Servem muito bem a questões simples, repetitivas, de ligeira leitura. Evitam assim que se armazenem montanhas de papéis que dizem respeito praticamente às mesmas coisas e que quase ninguém se detinha mesmo a ler. Mas, ler no computador, quando se tem que fazê-lo de verdade, detidamente, é muito pior que ler no papel. É um fato, não alguma opinião.

Se a digitalização de processos torna-se a ampla e geral regra, duas coisas devem suceder, provavelmente: passa-se a tratar de coisas mais importantes de maneira mais e mais ligeira, lendo aqui e alí, de passagem, com a indesejável leviandade que inspirará as decisões. Ou, por outro lado, o sujeito que se deparar com o caso mais complicado simplesmente imprimirá todo o processo para o poder analisar detidamente. Neste segundo caso, a qualidade em princípio mantém-se, mas a finalidade da digitalização revelou-se nenhuma!

O que poderia ser a adoção de uma possibilidade técnica, adequada a casos particulares, como mais um meio à disposição, é celebrado como o principal passo antes de atingir-se o nirvana judiciário. Canta-se a digitalização em prosa e versos como a redenção, o remédio de todos os males, o ídolo em cujo altar todos devem oferecer sacrifícios. E assim – voluntária ou involuntariamente, não sei – desvia-se o foco do que importa, que é saber se o juiz julga bem ou mal, se o faz rápida ou lentamente, se essa atividade custa muito ou pouco.

No meu trabalho – que sou funcionário público – utilizam-se vários sistemas de controle, sendo muitos deles redundantes e descoordenados entre si. As redundâncias e descoordenações são elementos que apontam diretamente para a incoerência da coisa toda e consistem em verdadeiro ridículo. Todavia, todo sujeito que pretende inserir seu nome na galeria dos grandes funcionários vive a pensar em outro novo subsistema, provavelmente para tomar o tempo de todos e colher alguma informação que já estava catalogada.

A parte mais significativa da justificação dos sistemas de controle, ou seja, da glorificação fetichistas dos meios, é a necessidade de aferir-se desempenho e produtividade.
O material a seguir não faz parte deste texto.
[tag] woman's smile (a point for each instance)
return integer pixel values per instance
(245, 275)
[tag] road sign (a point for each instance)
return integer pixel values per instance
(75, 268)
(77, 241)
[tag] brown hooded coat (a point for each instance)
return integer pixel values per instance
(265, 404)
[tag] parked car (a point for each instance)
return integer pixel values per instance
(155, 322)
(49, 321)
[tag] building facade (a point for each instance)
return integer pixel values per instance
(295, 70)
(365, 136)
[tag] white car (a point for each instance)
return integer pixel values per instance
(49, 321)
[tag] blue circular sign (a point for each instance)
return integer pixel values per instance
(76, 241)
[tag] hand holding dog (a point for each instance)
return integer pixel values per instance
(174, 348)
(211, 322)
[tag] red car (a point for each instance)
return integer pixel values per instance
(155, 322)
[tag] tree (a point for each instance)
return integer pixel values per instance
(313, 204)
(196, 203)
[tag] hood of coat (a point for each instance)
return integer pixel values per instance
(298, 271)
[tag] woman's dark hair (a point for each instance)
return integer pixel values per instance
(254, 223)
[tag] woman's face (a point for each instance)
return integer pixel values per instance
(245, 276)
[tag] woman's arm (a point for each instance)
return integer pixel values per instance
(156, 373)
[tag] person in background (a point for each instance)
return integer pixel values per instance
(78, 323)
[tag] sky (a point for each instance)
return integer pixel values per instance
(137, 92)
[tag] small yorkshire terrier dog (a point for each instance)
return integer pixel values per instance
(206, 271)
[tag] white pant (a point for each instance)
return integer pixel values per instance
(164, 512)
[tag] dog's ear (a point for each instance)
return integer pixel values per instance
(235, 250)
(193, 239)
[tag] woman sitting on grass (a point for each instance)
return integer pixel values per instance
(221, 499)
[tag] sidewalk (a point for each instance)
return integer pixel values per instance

Mas, será que ninguém se dá conta de que esses números podem significar nada ou um retrato desfocado da realidade. Tudo pode ser forjado, criado, deformado. Realmente, há um curioso ponto de contato entre o papel e o computador, é que este último, assim como o primeiro, aceita tudo.

Se as produtividades e desempenhos estão a serem medidos por sistemas alimentados pelos funcionários, cria-se um estímulo à produção de números, em um ciclo vicioso de autoreferência. Ou seja, a produtividade de um serviço deve-se medir na qualidade e quantidade em que é prestado, não na quantidade de números que se catalogam no sistema. O controle torna-se uma finalidade e uma farsa, enfim.